Material examined. Syntype. Drawings provided by M. Żabka: M, Gayndah, 151.62 ° E, 25.62 ° S, Daemel (ZMUH 16535). Other material examined: AUSTRALIA: QUEENSLAND: 2 M, Brisbane Forest Park, 152.83 ° E, 27.42 ° S, 23 Jan. 1998, N. Power (AMS KS 118944); 1 M, Brisbane, 153.02 ° E, 27.47 ° S, 21 Nov. 1987, M. Żabka (AMS KS 64899); 1 M, Rochedale State Forest, Brisbane, 153.1 ° E, 27.567 ° S, 14 Feb. 1980, V. Davies & R. Raven (QM S 4563); 1 M, 1 imm., Rochedale State Forest, Brisbane, 153.1 ° E, 27.57 ° S, 6 Sep. 1979, V. Davies & R. Raven (QM S 96147); 1 M, 1 imm., Rochedale State Forest, 153.1 ° E, 27.57 ° S, 23 Nov. 1979, D. Wallace & R. Raven (QM S 96154); 1 M, Laidley, 152.4 ° E, 27.63 ° S, 28 Sep. 1981, M. Grant (QM S 96146); NEW SOUTH WALES: 1 F, Mulligans Hut, Gibralter Range, 152.18 ° E, 29.60 ° S, 10 Nov. 1980, R. Raven (QM S 96150); 1 F, Kunderang Trail, 1.2 km from Homestead, 152.13 ° E, 30.82 ° S (AM 64650); 1 M, Temi (N of Murrurundi), Chilcotts Creek Road, 150.82 ° E, 31.67 ° S, 12 Jun. 2001, L. Wilkie & H. Smith (AMS KS 80947); 1 M, Scheyville, NW of Sydney, 150.88 ° E, 33.6 ° S, 22 Oct. 1987, M. Żabka (AMS KS 64894); 1 M, Como, 151.07 ° E, 34.02 ° S (AMS KS 21133); 1 M, Royal National Park, N of Waterfall, 151.07 ° E, 34.13 ° S, 4 Mar. 1994, M. Toezer (AMS KS 42643).
The semiferruginea group
Pungalina semiferruginea (L. Koch, 1879) comb. nov.
Pungalina waldockae sp. nov.
Remarks: The general morphology of the males and females of these medium-sized species differ.
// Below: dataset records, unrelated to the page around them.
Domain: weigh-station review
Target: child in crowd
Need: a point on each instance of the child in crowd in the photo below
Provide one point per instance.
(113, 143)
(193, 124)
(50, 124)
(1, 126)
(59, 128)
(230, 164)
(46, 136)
The males have a slenderer build and much longer, more gracile, limbs. Unlike the females, and the males and females of other groups in the genus, males of this group can be collected from foliage as well as from the, more usual, litter habitat. Well marked white striae are found on specimens of both sexes. In the females there are two large atria with well sclerotised margins. The insemination ducts rise from the posterior margin through spout-like entrances and pass laterally to the spermathecae, which are placed laterally and very close to the epigastic fold. Each fertilization duct arises from a diverticulum placed on the median edge of the spermatheca. The epigastric fold is well sclerotised and includes a distinct median pouch.
The tegulum has a large ventral bulge. The endites in males are laterally extended. The origin of the embolus is on the proximal anterior edge of the tegulum. It is strongly built, but varies greatly in form from species to species. Several more species that can be placed in this group have been discovered very recently in Australia (author unpubl., R.J. Whyte, pers. com.). Included amongst these are males of species showing embolus morphology of several stages in the evolution from a more typical form to the extreme seen in P. waldockae.